NVIDIA's AI Trust Center lists SOC 2 (SSAE 18-based reporting), ISO 27001, ISO 27017 (cloud security controls), ISO 27018 (PII protection in public cloud), and ISO 27701 (privacy information management) among its certifications, alongside FedRAMP High and FISMA High for US government cloud workloads, TISAX for automotive customers, and CAIQ for cloud security self-assessment. HIPAA-specific eligibility was not explicitly confirmed in NVIDIA's public trust center documentation reviewed for this profile, so it is not listed among confirmed certifications here. NVIDIA's privacy policy is published at nvidia.com/en-us/about-nvidia/privacy-policy, and its terms are covered under its general legal information page. As a hardware and platform company rather than a data processor for most of its business, NVIDIA's GDPR obligations center on its own customer and developer account data rather than customer inference data, which for Nemotron models is governed by whichever API provider (build.nvidia.com, OpenRouter, DeepInfra, or self-hosted deployment) a customer chooses.

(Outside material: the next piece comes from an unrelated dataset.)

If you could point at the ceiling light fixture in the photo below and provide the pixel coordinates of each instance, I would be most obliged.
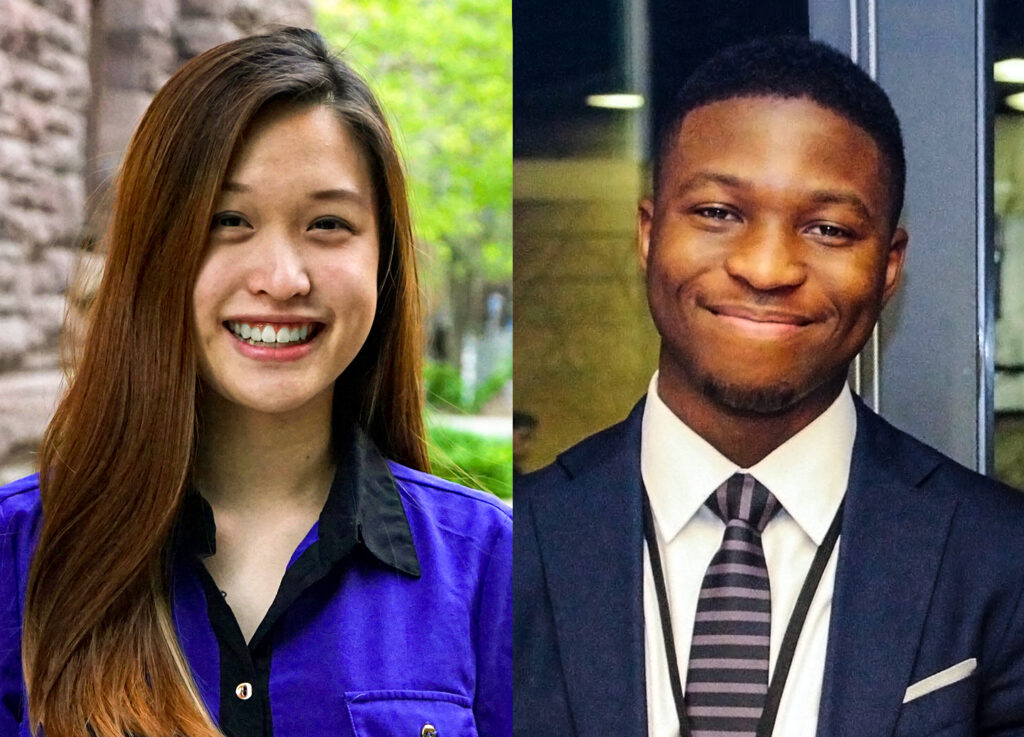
(1016, 101)
(619, 100)
(1011, 71)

Nemotron model releases fall under the EU AI Act's general-purpose AI model provider obligations.

Who are NVIDIA's main competitors?

NVIDIA's most direct hardware competitor is AMD, whose Instinct MI-series GPUs compete on price-per-FLOP for AI training and inference, though NVIDIA maintains a substantial CUDA software ecosystem lock-in that AMD's ROCm stack has not matched in developer adoption. A growing threat comes from hyperscaler-built custom silicon: Google's TPUs, Amazon's Trainium, and Microsoft's Maia chips let those companies run inference workloads on their own hardware, reducing their NVIDIA GPU purchases for internal use even as they remain customers for external cloud offerings. In the open-weight AI model space, NVIDIA's Nemotron 3 family competes directly with Alibaba's Qwen3-30B-A3B (which edges out Nemotron 3 Nano on MMLU-Pro, 80.9% versus 78.3%, though Nemotron claims 3.3x higher throughput), Meta's Llama models, and OpenAI's GPT-OSS line. NVIDIA's clearest differentiator remains full-stack integration: owning silicon, interconnect (NVLink), and software (CUDA, NIM) in one package that competitors assemble piecemeal. A category where NVIDIA currently has no strong proprietary answer is closed frontier chat models comparable to GPT-5 or Claude; Nemotron targets efficient open agentic use cases rather than a general consumer chatbot.